Harare businessman George Kastimberis has told the magistrates court that he is being charged with forging a housing plan that he never submitted to the city council for approval.

Katsimberis wants his fraud case to be referred to the Constitutional Court as he claims that his rights have been violated in the long running trial.

He is accused of forging a housing plan that he built on behalf of Pokugara Properties in Borrowdale.

Pokugara is owned by businessman Ken Sharpe, which destroyed the show house without court order after claiming that it was built using an unapproved plan.

The ongoing application for referral to the Constitutional Court (ConCourt) by Georgios Katsimberis has exposed how Ken Sharpe’s Pokugara Properties lied before the court in a desperate bid to victimise the land developer.

Katsimberis has been in court facing charges of building a house in Borrowdale without a housing plan. 

He has made several attempts to have magistrate Vongai Guwuriro Muchuchuti and prosecutor Michael Reza, whom he accuses of siding with Sharpe, to rescuse themselves from the case.

According to his charge sheet, Katsimberis built a house on stand number 9 instead of number 10.

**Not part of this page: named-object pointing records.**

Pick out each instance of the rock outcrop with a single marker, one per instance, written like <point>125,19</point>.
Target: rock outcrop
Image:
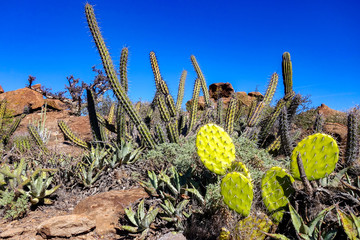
<point>22,100</point>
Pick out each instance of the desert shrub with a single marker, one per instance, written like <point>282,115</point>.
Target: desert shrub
<point>14,206</point>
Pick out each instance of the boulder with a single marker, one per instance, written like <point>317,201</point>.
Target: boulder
<point>220,90</point>
<point>106,208</point>
<point>22,99</point>
<point>56,104</point>
<point>65,226</point>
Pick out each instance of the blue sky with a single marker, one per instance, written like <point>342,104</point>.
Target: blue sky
<point>240,42</point>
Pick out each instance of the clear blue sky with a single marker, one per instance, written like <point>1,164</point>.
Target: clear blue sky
<point>240,42</point>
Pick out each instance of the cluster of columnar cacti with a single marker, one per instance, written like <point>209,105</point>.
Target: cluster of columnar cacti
<point>217,152</point>
<point>318,153</point>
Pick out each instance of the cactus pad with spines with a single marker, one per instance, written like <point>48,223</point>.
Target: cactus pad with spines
<point>238,166</point>
<point>237,191</point>
<point>319,153</point>
<point>276,188</point>
<point>215,148</point>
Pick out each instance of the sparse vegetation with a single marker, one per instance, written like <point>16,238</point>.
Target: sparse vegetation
<point>247,177</point>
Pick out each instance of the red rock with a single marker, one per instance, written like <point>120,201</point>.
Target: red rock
<point>65,226</point>
<point>56,104</point>
<point>36,86</point>
<point>20,99</point>
<point>256,95</point>
<point>220,90</point>
<point>106,208</point>
<point>328,112</point>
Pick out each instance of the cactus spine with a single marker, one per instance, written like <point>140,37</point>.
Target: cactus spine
<point>2,112</point>
<point>181,90</point>
<point>237,191</point>
<point>230,115</point>
<point>202,80</point>
<point>276,189</point>
<point>194,105</point>
<point>287,75</point>
<point>319,153</point>
<point>111,74</point>
<point>35,135</point>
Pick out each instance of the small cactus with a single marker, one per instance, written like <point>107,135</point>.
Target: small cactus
<point>237,191</point>
<point>276,188</point>
<point>319,153</point>
<point>215,148</point>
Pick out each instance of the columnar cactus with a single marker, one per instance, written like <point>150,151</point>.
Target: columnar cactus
<point>276,188</point>
<point>319,153</point>
<point>352,148</point>
<point>71,136</point>
<point>215,148</point>
<point>202,80</point>
<point>113,79</point>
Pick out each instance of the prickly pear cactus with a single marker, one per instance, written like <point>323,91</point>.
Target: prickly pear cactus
<point>319,153</point>
<point>276,188</point>
<point>252,227</point>
<point>238,166</point>
<point>237,191</point>
<point>215,148</point>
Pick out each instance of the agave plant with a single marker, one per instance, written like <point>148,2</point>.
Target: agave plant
<point>123,154</point>
<point>140,219</point>
<point>38,187</point>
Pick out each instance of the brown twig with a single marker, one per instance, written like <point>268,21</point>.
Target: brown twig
<point>308,188</point>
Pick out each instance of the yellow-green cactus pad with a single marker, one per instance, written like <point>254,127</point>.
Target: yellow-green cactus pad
<point>237,191</point>
<point>276,188</point>
<point>238,166</point>
<point>215,148</point>
<point>253,227</point>
<point>319,153</point>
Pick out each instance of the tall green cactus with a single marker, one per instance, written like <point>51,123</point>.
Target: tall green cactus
<point>230,115</point>
<point>93,116</point>
<point>194,105</point>
<point>215,148</point>
<point>287,75</point>
<point>352,148</point>
<point>276,189</point>
<point>219,111</point>
<point>286,140</point>
<point>202,80</point>
<point>2,112</point>
<point>181,90</point>
<point>113,79</point>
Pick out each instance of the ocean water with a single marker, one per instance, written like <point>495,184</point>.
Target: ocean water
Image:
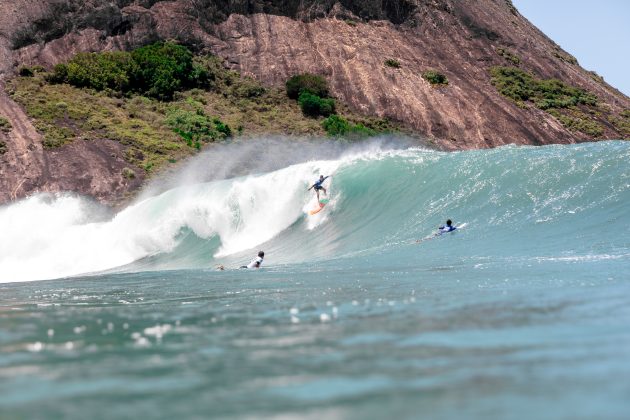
<point>523,313</point>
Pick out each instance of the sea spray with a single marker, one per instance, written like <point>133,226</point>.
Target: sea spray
<point>521,204</point>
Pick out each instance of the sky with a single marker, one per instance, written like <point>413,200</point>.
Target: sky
<point>596,32</point>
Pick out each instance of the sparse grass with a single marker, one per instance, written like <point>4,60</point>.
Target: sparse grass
<point>576,108</point>
<point>576,120</point>
<point>621,123</point>
<point>544,93</point>
<point>5,125</point>
<point>566,57</point>
<point>156,133</point>
<point>390,62</point>
<point>435,78</point>
<point>509,56</point>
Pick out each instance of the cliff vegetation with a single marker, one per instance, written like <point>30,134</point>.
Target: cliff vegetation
<point>163,104</point>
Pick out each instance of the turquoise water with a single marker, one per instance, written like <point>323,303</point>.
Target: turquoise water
<point>522,314</point>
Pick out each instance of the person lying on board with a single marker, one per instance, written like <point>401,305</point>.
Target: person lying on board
<point>318,185</point>
<point>255,263</point>
<point>448,227</point>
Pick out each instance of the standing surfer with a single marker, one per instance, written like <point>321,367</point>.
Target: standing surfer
<point>256,262</point>
<point>318,185</point>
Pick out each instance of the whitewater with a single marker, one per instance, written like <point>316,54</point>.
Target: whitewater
<point>521,314</point>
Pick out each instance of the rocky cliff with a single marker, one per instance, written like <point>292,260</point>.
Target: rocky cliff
<point>348,41</point>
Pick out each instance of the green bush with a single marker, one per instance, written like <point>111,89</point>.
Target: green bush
<point>128,173</point>
<point>25,72</point>
<point>5,125</point>
<point>544,93</point>
<point>157,70</point>
<point>390,62</point>
<point>577,121</point>
<point>307,83</point>
<point>99,71</point>
<point>314,106</point>
<point>163,68</point>
<point>196,127</point>
<point>337,126</point>
<point>435,77</point>
<point>508,55</point>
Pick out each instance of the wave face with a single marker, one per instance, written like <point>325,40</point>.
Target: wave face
<point>520,204</point>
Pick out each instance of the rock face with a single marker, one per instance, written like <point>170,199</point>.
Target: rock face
<point>348,41</point>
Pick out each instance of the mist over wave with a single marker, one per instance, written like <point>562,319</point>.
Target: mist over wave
<point>522,204</point>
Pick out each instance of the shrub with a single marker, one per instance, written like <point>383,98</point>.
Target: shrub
<point>390,62</point>
<point>196,127</point>
<point>162,68</point>
<point>435,77</point>
<point>100,71</point>
<point>508,55</point>
<point>313,105</point>
<point>5,125</point>
<point>25,72</point>
<point>157,70</point>
<point>306,83</point>
<point>544,93</point>
<point>577,121</point>
<point>128,173</point>
<point>338,126</point>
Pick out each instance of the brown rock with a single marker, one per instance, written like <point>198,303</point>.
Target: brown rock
<point>274,39</point>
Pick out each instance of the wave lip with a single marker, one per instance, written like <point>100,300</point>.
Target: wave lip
<point>518,201</point>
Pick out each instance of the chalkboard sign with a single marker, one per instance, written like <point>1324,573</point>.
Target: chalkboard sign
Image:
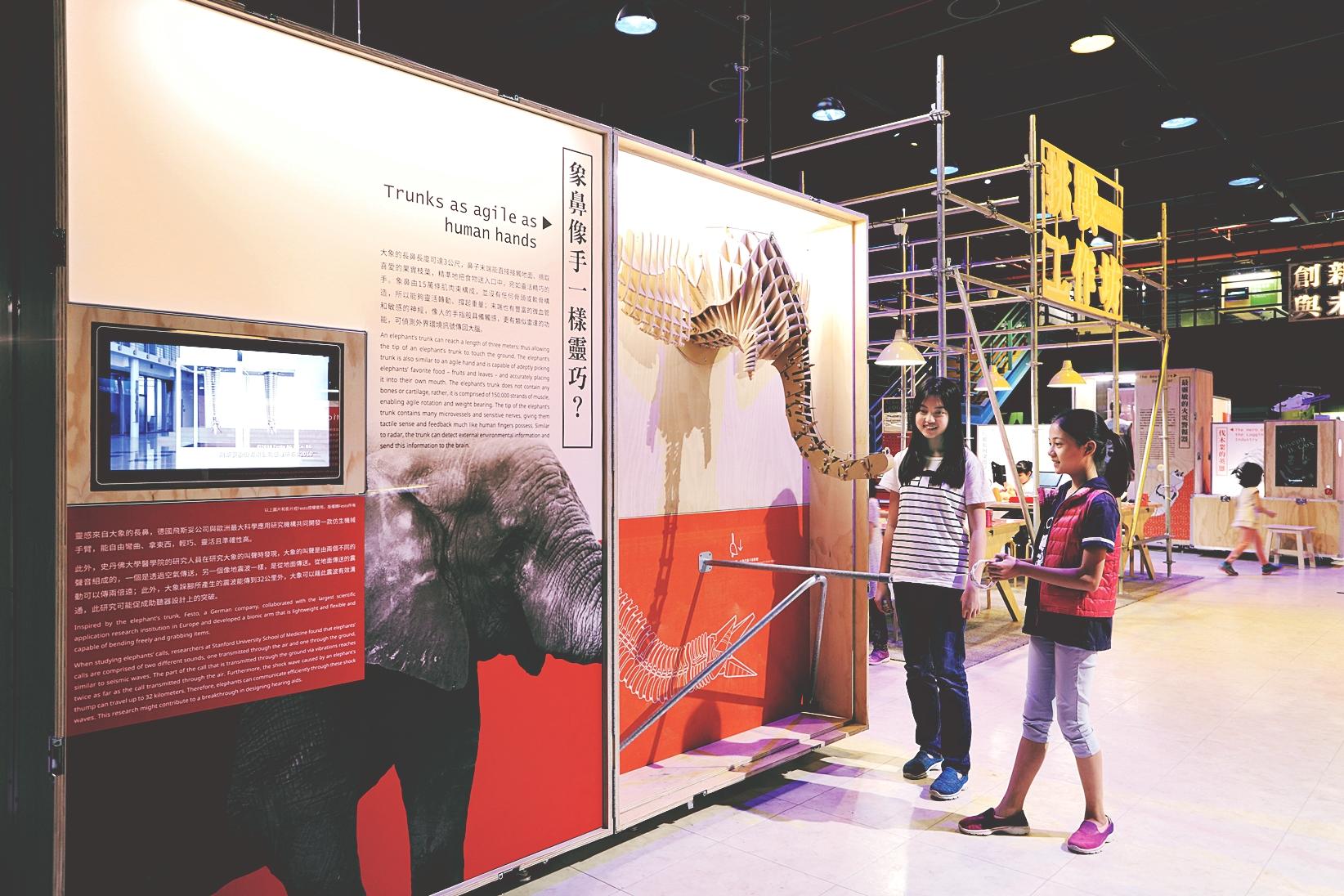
<point>1294,457</point>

He is also accused of failing to get the housing plan for the house from the Mt Pleasant district offices.

In  his application for referral to the ConCourt last week, Katsimberis disclosed that he actually built the house on stand number 9, not 10 as alleged by Pokugara.

He told the court that it was actually Sharpe’s company that drew and submitted the housing plan, MP.6813/17 for the Borrowdale house to the Harare City Council.

The housing developer said Pokugara did the plan MP.6813/17 for themselves and if it was not approved it was not his fault. 

Katsimberis said he did the plans WX.609, WX.610 and WX.606, all from Cleveland, not Mt Pleasant as alleged in the charge sheet.

Plan WX609 was for stand No 9 where the house he built was destroyed by Pokugara Properties.

Katsimberis has previously taken Pokugara and Harare City Council to court accusing them of perjury for allegedly lying in court over the stand on which the house was built and that the housing plan for the house was not approved. 

The case was prosecuted by Zivanai Macharaga from the Special Anti-Corruption Unit.

Pokugara and the Harare City Council officials were acquitted after the state closed the case without calling all the witnesses.

No inspection in loco for the stand was also made.

Katsimberis is now asking the court for registers at Cleveland and Mt Pleasant that will show that he is not the one who submitted the plan for the Borrowdale house.

The application for the housing plan was actually done by for former Pokugara director Michael Van Blerk, according to documents.

“During Mr Van Blerk's testimony, I showed Mr Michael Van Blerk a plan and asked Mr Van Blerk if that was the plan of MP.6813/17.

“Mr Van Blerk confirmed that yes this was the exact plan he was shown in my office,” Katsimberis said.

“As of to date, I am being charged for a plan, I don't know which plan I have been charged for.”

According to a statement issued on September 14, 2021, Van Blerk said he visited Katsimberis’s office in Borrowdale accompanied by Sharpe where he was shown an approved housing plan, MP6813/37.

Sharpe, Van Blerk claimed, took a photograph of the plan that was dated February 23, 2017, and March 1, as well. 

However, court records show that it was Pokugara, not Katsimberis, who paid for the housing plan MP6813/37. 

The application was made by Van Blerk.

In one of the letters dated June 5,  2018 to Harare City Council, Pokugara requested “certification of the enclosed architectural floor plans submitted and approved by the City of Harare under plan reference number MP.6813/17 through Mount Pleasant district office as per the attached application form.” 

But after attaching the plan in theJune 5 letter, four months later in an affidavit by Van Blerk dated October 2 Pokugara told the court that the plans were not approved.

 “Based on this letter they know that their plan is approved. They have even enclosed four plans, see copies,” Katsimberis said.